Türkiye'nin DAEŞ'e destek verdiği haberleri ilk ve en çok ABD basınında yer almıştır. Türkiye kamuoyu bu hususta paralel yapının MİT TIR'larını durdurmasından itibaren işlenmiş, HDP'nin de şayiayı bir 'ana politika' haline getirmesiyle başarıya ulaşmıştır. 'İslâm bayrağı altında birleşmek' metaforunu işleyen ilk Newroz çağrısıyla başlayan sürecin sonunda bölge öyle bir hale getirilmiştir ki sakallı ve başörtülü eşi olmak, dindar hayat tarzı, DAEŞ'çiliğe delil sayılmıştır.
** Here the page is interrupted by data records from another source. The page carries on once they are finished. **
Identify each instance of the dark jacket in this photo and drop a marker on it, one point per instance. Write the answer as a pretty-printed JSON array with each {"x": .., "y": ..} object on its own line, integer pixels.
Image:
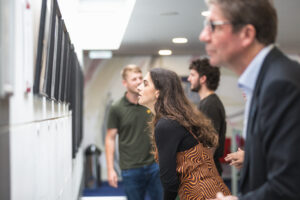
[{"x": 271, "y": 168}]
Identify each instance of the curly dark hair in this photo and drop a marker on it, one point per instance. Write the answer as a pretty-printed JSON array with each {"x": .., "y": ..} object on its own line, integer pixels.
[
  {"x": 261, "y": 14},
  {"x": 173, "y": 104},
  {"x": 212, "y": 74}
]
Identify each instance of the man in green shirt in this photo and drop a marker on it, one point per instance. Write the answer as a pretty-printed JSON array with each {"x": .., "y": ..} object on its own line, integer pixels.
[{"x": 127, "y": 118}]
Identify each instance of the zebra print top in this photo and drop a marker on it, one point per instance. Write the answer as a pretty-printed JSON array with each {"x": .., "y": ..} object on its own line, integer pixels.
[{"x": 174, "y": 142}]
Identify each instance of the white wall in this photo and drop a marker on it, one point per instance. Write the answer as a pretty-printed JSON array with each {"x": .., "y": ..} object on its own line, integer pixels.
[
  {"x": 103, "y": 86},
  {"x": 35, "y": 133}
]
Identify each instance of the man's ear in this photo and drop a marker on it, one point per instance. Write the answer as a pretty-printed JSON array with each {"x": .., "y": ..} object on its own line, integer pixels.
[
  {"x": 202, "y": 79},
  {"x": 156, "y": 94},
  {"x": 248, "y": 35},
  {"x": 124, "y": 83}
]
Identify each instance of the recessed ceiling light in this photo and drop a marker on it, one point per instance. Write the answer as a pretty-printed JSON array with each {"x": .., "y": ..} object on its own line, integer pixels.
[
  {"x": 205, "y": 13},
  {"x": 165, "y": 52},
  {"x": 100, "y": 54},
  {"x": 179, "y": 40},
  {"x": 172, "y": 13}
]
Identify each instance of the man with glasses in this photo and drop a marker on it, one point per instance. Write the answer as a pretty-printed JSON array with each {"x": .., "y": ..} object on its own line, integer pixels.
[{"x": 240, "y": 35}]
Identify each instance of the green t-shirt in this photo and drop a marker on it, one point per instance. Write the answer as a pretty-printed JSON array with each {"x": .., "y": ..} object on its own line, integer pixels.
[{"x": 131, "y": 120}]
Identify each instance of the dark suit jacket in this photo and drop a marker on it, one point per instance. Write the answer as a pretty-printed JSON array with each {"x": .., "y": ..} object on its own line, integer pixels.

Soyları melelerden gelen Kürt gençleri bu psikolojiye adım adım işlenerek sokulmuştur.
ABD'nin ilk katliamların gerçekleşmesinin ardından, 7 Ekim gecesi, ilk kez Kobane'deki DAEŞ'i bombalamasının bir tesadüf olduğunu mu sanıyorsunuz? (Öyleyse İncirlik Üssü'nün açılmasından sonra haberlerin durmasını, şimdi de Rus basınının ve Rusya finanslı yabancı gazetelerin bu temayı işlemeye başlamasını nasıl okuyacağız?)